If there is a solution, then
(r,t)= a0*(p0,t0) + … + a3*(p3,t0) + b0*(q0,t1) + … + b3*(q3,t1)
Is a point of first intersection. Otherwise they do not intersect.
Thought about this in the past but lost interest... The best way to go about solving it would be to abstract out one object.
Make a coordinate system where the first tetrahedron is the center (barycentric coords or a skewed system with one point as the origin) and abstract out the rotation by making the other tetrahedron rotate around the center. This should give you parametric equations if you make the rotation times time.
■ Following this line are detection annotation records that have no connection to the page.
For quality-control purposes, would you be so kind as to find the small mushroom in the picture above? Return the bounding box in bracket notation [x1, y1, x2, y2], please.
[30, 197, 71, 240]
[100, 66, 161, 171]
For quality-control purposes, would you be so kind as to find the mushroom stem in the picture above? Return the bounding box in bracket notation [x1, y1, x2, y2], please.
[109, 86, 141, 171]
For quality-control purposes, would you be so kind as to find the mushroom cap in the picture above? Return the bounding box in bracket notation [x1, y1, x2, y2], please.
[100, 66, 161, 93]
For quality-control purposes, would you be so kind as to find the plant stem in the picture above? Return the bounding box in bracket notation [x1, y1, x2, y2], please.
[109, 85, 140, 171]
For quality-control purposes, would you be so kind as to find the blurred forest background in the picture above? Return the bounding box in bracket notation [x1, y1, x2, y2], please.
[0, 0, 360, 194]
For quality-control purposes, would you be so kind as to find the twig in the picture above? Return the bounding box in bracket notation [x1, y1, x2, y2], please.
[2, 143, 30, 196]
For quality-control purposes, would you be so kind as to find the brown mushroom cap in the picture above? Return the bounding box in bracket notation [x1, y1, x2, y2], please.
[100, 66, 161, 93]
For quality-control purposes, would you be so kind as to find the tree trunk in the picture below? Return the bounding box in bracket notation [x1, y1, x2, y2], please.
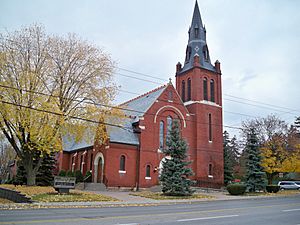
[23, 153, 42, 186]
[26, 168, 36, 186]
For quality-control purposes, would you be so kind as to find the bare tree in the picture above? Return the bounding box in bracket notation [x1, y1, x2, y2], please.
[0, 25, 116, 185]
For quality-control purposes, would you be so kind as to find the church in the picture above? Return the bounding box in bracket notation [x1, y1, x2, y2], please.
[58, 1, 223, 189]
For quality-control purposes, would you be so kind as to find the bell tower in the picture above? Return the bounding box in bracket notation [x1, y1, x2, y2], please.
[176, 0, 223, 187]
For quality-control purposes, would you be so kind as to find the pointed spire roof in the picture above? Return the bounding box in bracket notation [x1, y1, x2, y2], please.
[181, 0, 216, 72]
[192, 0, 203, 27]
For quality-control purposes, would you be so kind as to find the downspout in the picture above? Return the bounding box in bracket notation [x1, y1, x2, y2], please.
[135, 125, 141, 191]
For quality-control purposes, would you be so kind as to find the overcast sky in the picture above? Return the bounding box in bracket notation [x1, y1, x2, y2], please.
[0, 0, 300, 137]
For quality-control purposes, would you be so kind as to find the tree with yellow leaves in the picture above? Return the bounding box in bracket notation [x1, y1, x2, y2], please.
[244, 115, 300, 184]
[0, 25, 116, 185]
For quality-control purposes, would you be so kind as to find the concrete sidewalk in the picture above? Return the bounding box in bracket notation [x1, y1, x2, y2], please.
[0, 191, 300, 210]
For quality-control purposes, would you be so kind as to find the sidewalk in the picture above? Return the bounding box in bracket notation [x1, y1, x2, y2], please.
[0, 191, 300, 210]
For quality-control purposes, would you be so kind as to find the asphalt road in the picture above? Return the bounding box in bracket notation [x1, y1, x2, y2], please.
[0, 195, 300, 225]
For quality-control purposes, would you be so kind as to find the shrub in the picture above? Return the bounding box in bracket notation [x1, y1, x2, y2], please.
[75, 170, 83, 183]
[58, 170, 66, 177]
[266, 185, 280, 193]
[84, 171, 92, 182]
[227, 184, 246, 195]
[66, 170, 74, 177]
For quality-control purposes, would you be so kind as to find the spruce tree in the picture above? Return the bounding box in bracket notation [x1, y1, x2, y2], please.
[36, 153, 55, 186]
[245, 129, 265, 192]
[223, 131, 233, 185]
[160, 120, 193, 196]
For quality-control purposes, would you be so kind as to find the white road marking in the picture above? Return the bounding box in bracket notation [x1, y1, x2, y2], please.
[282, 209, 300, 212]
[116, 223, 139, 225]
[177, 215, 239, 222]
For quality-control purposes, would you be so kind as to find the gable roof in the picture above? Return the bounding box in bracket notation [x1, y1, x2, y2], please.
[120, 85, 167, 117]
[63, 85, 167, 152]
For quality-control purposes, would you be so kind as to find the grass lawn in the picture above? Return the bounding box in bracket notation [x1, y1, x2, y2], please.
[130, 191, 214, 200]
[0, 198, 14, 204]
[245, 190, 300, 196]
[0, 184, 119, 204]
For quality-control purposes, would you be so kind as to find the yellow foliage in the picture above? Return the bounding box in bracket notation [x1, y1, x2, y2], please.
[260, 136, 300, 174]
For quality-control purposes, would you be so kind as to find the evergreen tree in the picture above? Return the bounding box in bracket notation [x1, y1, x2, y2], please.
[36, 153, 55, 186]
[295, 116, 300, 133]
[160, 120, 193, 196]
[223, 131, 233, 185]
[245, 129, 265, 192]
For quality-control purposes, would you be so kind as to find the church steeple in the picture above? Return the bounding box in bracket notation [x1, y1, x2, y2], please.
[181, 0, 216, 72]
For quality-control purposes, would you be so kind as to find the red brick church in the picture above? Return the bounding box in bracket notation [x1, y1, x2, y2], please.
[59, 1, 223, 188]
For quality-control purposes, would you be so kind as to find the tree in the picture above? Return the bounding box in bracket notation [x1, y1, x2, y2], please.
[36, 152, 55, 186]
[245, 129, 265, 192]
[0, 25, 116, 185]
[0, 132, 16, 183]
[295, 116, 300, 133]
[243, 115, 300, 184]
[160, 120, 193, 196]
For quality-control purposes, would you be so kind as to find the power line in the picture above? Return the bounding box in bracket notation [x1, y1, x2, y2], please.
[0, 84, 241, 129]
[116, 67, 168, 82]
[0, 100, 131, 129]
[117, 68, 300, 114]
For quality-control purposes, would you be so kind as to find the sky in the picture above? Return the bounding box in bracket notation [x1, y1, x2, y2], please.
[0, 0, 300, 135]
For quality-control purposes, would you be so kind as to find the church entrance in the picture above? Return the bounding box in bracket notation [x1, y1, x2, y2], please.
[94, 152, 104, 183]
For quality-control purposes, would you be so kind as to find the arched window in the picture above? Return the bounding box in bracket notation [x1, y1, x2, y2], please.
[167, 116, 173, 137]
[80, 155, 83, 173]
[208, 114, 212, 141]
[202, 45, 208, 61]
[159, 121, 165, 149]
[120, 155, 126, 171]
[210, 80, 215, 102]
[208, 163, 213, 175]
[181, 80, 185, 102]
[168, 91, 173, 101]
[146, 165, 151, 177]
[203, 78, 208, 101]
[187, 78, 192, 101]
[90, 153, 93, 170]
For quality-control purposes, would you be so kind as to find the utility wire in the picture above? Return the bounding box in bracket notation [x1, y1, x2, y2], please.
[0, 84, 242, 129]
[116, 68, 300, 114]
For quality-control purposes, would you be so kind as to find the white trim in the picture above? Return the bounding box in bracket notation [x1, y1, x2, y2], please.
[184, 100, 222, 108]
[154, 105, 186, 128]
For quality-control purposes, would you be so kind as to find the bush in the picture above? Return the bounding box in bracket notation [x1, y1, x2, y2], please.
[227, 184, 246, 195]
[75, 170, 83, 183]
[58, 170, 66, 177]
[66, 170, 75, 177]
[84, 171, 92, 182]
[266, 185, 280, 193]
Add the movement of the center of mass towards the first and its spin and you have a set of equations for movement relative to the first (distance).
Solve for t where the distance equals zero.
Obviously with this method the more effects you add (like wind resistance) the messier the equations get buts its still probably the simplest (almost every other collision technique uses this method of abstraction). The biggest problem is if you add any effects that have feedback with no analytical solution the whole equation becomes unsolvable.
Note: If you go the route of of a skewed system watch out for pitfalls with distance. You must be in the right octant! This method favors vectors and quaternions though, while the barycentric coords favors matrices. So pick whichever your system uses most effectively.